Generally, all restrooms, including staff and physicians, will be required to be handicapped accessible, providing handrails and wheelchair maneuverability. Your contractor will be knowledgeable in this area. You should be aware of local interpretations of the Americans with Disabilities Act and plan on 60 to 65 square feet for each restroom. Depending on overall office image concepts, you may wish to upgrade features in the patient’s restroom. This may include upgrading the floor and wall covering, lighting, sink and faucets, etc. ( Figure 20-10 ).
Physician’s office: The inclusion and design of a private physician’s office is a personal preference and will vary greatly. The surgeon will spend the majority of his or her time outside of this space. However, there are times when privacy is required, and work space that ensures privacy is desired. There are also times when the physician may be at the office outside of normal business hours to work on business matters that cannot be accomplished during the day or week because of patient demands. A personal office is ideal for this. The office should be able to accommodate seating for two other persons for private meetings with staff, business advisors, sales representatives, etc. Consideration for a private entrance directly into the physician’s office should be made.
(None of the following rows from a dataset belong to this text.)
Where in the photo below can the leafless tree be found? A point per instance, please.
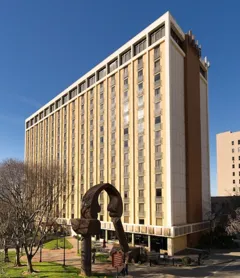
(5, 230)
(34, 193)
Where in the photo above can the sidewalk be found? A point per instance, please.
(71, 257)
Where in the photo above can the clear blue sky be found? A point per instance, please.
(46, 45)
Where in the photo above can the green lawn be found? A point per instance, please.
(102, 258)
(60, 243)
(44, 270)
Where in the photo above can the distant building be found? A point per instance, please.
(228, 163)
(138, 120)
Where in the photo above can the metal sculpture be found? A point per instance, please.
(88, 225)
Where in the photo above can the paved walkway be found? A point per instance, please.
(72, 258)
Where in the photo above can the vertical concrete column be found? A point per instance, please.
(86, 263)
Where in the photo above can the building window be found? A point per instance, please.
(140, 167)
(157, 79)
(141, 221)
(158, 163)
(141, 207)
(141, 193)
(101, 73)
(158, 207)
(82, 86)
(141, 180)
(157, 34)
(158, 179)
(140, 127)
(125, 82)
(125, 108)
(157, 120)
(157, 66)
(73, 93)
(113, 65)
(140, 114)
(140, 75)
(126, 56)
(156, 52)
(140, 88)
(140, 47)
(140, 101)
(157, 92)
(158, 192)
(126, 119)
(157, 135)
(157, 108)
(140, 153)
(91, 80)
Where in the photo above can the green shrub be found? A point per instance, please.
(186, 260)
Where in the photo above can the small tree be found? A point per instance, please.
(33, 192)
(233, 226)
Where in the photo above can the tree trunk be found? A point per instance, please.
(6, 258)
(18, 263)
(30, 267)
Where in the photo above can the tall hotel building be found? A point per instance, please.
(138, 120)
(228, 163)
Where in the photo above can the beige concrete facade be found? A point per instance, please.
(228, 163)
(124, 123)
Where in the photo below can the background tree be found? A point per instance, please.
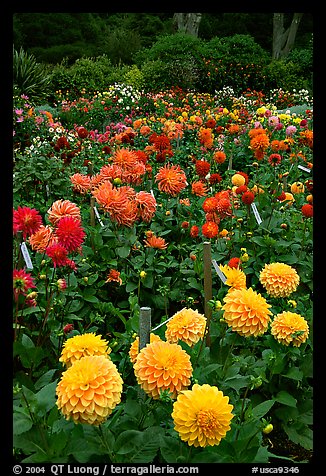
(284, 38)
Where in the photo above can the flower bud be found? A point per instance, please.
(268, 429)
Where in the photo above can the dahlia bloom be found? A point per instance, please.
(247, 312)
(61, 208)
(202, 415)
(58, 253)
(187, 325)
(134, 348)
(238, 180)
(289, 327)
(279, 279)
(83, 345)
(70, 233)
(89, 390)
(27, 220)
(210, 204)
(80, 183)
(219, 157)
(194, 231)
(146, 204)
(118, 202)
(235, 277)
(171, 179)
(163, 366)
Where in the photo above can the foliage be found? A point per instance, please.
(267, 382)
(29, 77)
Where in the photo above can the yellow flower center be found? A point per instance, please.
(206, 419)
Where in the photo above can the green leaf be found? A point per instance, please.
(285, 398)
(21, 421)
(46, 398)
(127, 441)
(294, 373)
(44, 379)
(301, 436)
(237, 382)
(260, 410)
(123, 251)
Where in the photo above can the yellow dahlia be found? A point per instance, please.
(235, 277)
(89, 390)
(202, 415)
(134, 348)
(82, 345)
(187, 325)
(289, 327)
(279, 279)
(163, 366)
(246, 311)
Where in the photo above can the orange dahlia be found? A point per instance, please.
(89, 390)
(238, 180)
(82, 345)
(43, 238)
(27, 220)
(134, 348)
(146, 204)
(202, 415)
(80, 183)
(235, 277)
(187, 325)
(171, 179)
(246, 311)
(163, 366)
(279, 279)
(289, 327)
(61, 208)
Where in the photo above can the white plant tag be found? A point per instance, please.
(256, 213)
(219, 272)
(26, 256)
(98, 216)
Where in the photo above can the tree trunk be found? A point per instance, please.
(283, 40)
(188, 22)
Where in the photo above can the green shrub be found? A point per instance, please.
(286, 75)
(29, 77)
(236, 61)
(134, 77)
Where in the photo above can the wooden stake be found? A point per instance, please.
(144, 326)
(208, 293)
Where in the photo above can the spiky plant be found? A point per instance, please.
(29, 77)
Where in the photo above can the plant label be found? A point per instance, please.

This allows for evening and weekend access without opening the entire office. A separate alarm zone for the physician’s office allows access to this area without disarming the rest of the office. The physician’s office will generally have a separate restroom and closet. If multiple physicians are present, this can be an open space with appropriate desk numbers, or individual offices can be considered ( Figures 20-11 and 20-12 ).
Laboratory: The amount of space required for a laboratory is dependent on the type of surgery being done. The area should accommodate the anticipated number of persons using it at a given time. It will typically require countertop space, a deep base sink and plaster trap, a lathe, and model grinder. It should be in an area of the facility remote from the front area and as far from the operatories as possible and, if possible, be soundproof. If only one person will be in the lab at a time, then a space of 70 to 100 square feet should be adequate.
Lunchroom: This area can add greatly to staff job satisfaction. Soliciting staff input into its design can add to this. It should be large enough to accommodate your number of employees and be away from the flow of the office. It will typically house a microwave, sink with garbage disposal, dishwasher and refrigerator, and a table and chairs for staff ( Figure 20-13 ).